Open confession right out of the gate: I’ve always been a Joe Lynch fan, partially because he’s a really sweet guy and hardcore genre geek who really knows his shit, but also because he took a throwaway project like Wrong Turn 2 and somehow turned in a legitimately clever horror sequel; he provided a short burst of disgusting humor into the very uneven Chillerama anthology; and, despite a whole lot of well-documented post-production problems, managed to deliver some solid laughs in The Knights of Badassdom. (Also he was in a TV series called Holliston that I’ve never seen, mainly because I’m afraid I won’t like it.)
Fortunately Mr. Lynch has a new movie I do like. It’s sort of a “gimmick” action thriller that one could accurately describe as “Die Hard in a studio apartment, only this time John McClane is played by Salma Hayek.” And really, that should be enough to tell you if you’re in or if you’re out: tons of villains, a very wronged woman, and more high-end mayhem than the flick’s 92 minutes can contain. What Everly lacks in deep thematic strokes and intricate plot development, it more than makes up for in attitude, energy, and plain old visceral punch. (Let’s just say Everly is firmly rated R, and it deserves it.)

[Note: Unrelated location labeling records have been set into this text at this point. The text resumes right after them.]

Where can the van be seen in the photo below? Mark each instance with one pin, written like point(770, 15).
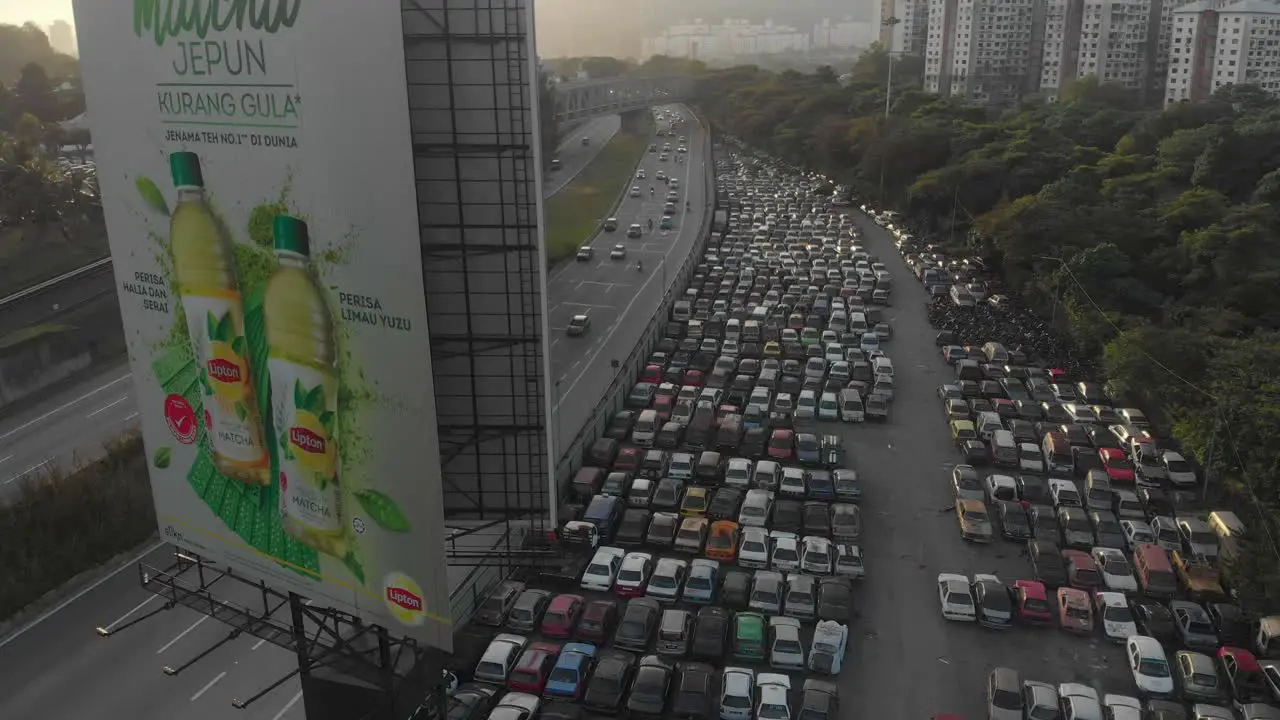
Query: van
point(1057, 452)
point(1155, 572)
point(645, 428)
point(851, 409)
point(1004, 449)
point(987, 424)
point(604, 513)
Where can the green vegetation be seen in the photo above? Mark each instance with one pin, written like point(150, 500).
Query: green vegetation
point(63, 525)
point(1159, 233)
point(576, 212)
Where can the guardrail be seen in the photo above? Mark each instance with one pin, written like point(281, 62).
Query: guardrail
point(613, 399)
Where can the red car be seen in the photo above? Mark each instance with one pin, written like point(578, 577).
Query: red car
point(562, 615)
point(781, 445)
point(534, 666)
point(1116, 465)
point(1074, 611)
point(1032, 602)
point(652, 374)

But while Everly is a simple and straightforward action movie, that doesn’t mean it’s low-rent or cheap-looking. What starts out as a woman fighting back against a seemingly endless group of underworld villains quickly turns into a willfully bizarre “grindhouse” sort of action flick that keeps finding new and creative ways in which to kill people in a very limited space. There’s also an amusing escalation of tone as the movie progresses; the threats go from basic underlings to John Carpenter-y hench-villains and ultimately to some freaks who fell out of a Quentin Tarantino / Rob Zombie co-production. Oh, and it all takes place on Christmas.
Kudos to editor Evan Schiff, cinematographer Steve Gainer, and frequent VIP Bear McCreary for providing the music; these are the people who make an action flick work. Especially one that takes place exclusively in two rooms and one hallway. Also nice work from the stuntpeople, many of whom take a lot of punishment for our viewing pleasure.
So the set-up is simple, the “one room” hook works unexpectedly well, and there are more than enough action sequences to keep everyone happy — but the jewel of the piece, of course, is Salma Hayek. While the still-lovely actress is certainly no stranger to action films, it’s refreshing to see a hard-edged, well-made action movie anchored by such a cool lady. The screenplay (by Yale Haddon) gives Ms. Hayek some interesting character beats — our heroine is trying to locate her daughter and dodge assassins at the same time — but she’s simply a lot more fun when she’s beating up, mowing down, or slicing through a new wave of henchmen.
Suffice to say that Salma Hayek has no problem anchoring an action movie. Stick her next to Jason Statham and that’s a new trilogy right there.